Gohan también se unió a sus conversaciones, compartiendo sus inquietudes sobre el futuro y su deseo de proteger a sus seres queridos. 18 se sorprendió al descubrir que disfrutaba de sus charlas, a pesar de su naturaleza inicialmente reservada.

Una noche, mientras cenaban, Goku mencionó casualmente: "Ya llevas una semana aquí, ¿verdad, 18?"

18 se detuvo con el tenedor a mitad de camino hacia su boca. Una semana. ¿En qué momento había pasado tanto tiempo? Se había levantado cada mañana con la intención de marcharse, pero cada día, algo la había retenido. No había sido por obligación, sino por una serie de pequeñas circunstancias que, sumadas, la habían mantenido en este lugar.

Miró a su alrededor. Goku sonreía despreocupadamente, Gohan hablaba animadamente sobre sus estudios y Goten dormía profundamente en su cuna. Por primera vez desde que había sido convertida en androide, 18 sintió una extraña sensación de pertenencia. No era un hogar en el sentido tradicional, pero era un lugar donde se sentía aceptada, donde su presencia no era vista como una amenaza.

"Supongo que sí", respondió 18, con una pequeña sonrisa que sorprendió incluso a Goku. "El tiempo vuela cuando uno se divierte."

Goku rió alegremente. "¡Eso es! ¡Me alegra que te estés quedando!"

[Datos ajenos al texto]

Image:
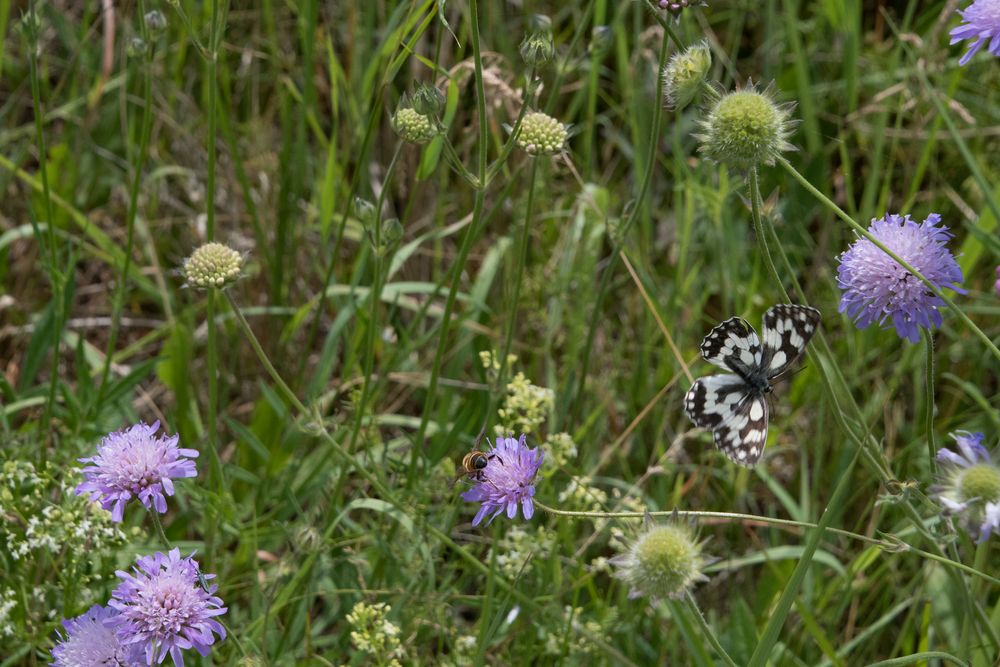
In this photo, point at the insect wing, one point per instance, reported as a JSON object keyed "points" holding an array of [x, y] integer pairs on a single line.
{"points": [[742, 434], [733, 346], [787, 330]]}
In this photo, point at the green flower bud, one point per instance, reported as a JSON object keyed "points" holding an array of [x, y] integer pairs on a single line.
{"points": [[537, 49], [664, 562], [137, 47], [685, 74], [156, 22], [541, 134], [428, 101], [745, 129], [412, 126], [212, 265]]}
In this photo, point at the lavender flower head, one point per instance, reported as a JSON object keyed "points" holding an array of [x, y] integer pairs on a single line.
{"points": [[507, 480], [982, 23], [135, 462], [971, 484], [163, 608], [875, 287], [89, 641]]}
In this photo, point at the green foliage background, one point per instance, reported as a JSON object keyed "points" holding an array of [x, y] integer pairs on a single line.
{"points": [[295, 523]]}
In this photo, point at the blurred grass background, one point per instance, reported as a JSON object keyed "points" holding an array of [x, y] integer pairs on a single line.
{"points": [[305, 93]]}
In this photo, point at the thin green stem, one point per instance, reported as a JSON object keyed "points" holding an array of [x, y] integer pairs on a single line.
{"points": [[58, 300], [376, 297], [706, 630], [937, 291], [522, 260], [929, 398], [890, 544], [618, 240], [145, 129], [463, 252]]}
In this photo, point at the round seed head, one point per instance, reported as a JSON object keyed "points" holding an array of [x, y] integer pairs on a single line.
{"points": [[685, 74], [212, 265], [664, 562], [746, 128], [413, 126], [541, 134]]}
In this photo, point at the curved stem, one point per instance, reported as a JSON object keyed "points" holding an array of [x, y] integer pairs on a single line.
{"points": [[937, 291], [929, 398], [463, 252], [692, 606]]}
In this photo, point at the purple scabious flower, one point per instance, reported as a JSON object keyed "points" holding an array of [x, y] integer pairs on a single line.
{"points": [[876, 287], [165, 608], [135, 462], [508, 479], [971, 484], [89, 641], [982, 24]]}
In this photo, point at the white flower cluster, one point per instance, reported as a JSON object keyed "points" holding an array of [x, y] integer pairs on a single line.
{"points": [[49, 516], [575, 638], [519, 543], [373, 634]]}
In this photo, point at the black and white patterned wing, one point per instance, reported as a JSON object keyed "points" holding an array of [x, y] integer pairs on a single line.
{"points": [[734, 346], [712, 399], [736, 413], [743, 433], [787, 330]]}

18 no corrigió a Goku. Por primera vez en una semana, la idea de marcharse no parecía tan apremiante. Quizás, solo quizás, este era el lugar donde debía estar por ahora. El futuro seguía siendo incierto, pero por el momento, la Montaña Paoz se había convertido en un refugio inesperado para la Androide número 18. Y aunque no lo admitiera en voz alta, una pequeña parte de ella comenzaba a pensar que quedarse un poco más no sería tan malo después de todo. Las largas conversaciones y la peculiar compañía de los Saiyajin habían comenzado a derribar lentamente las barreras que había construido a lo largo de los años.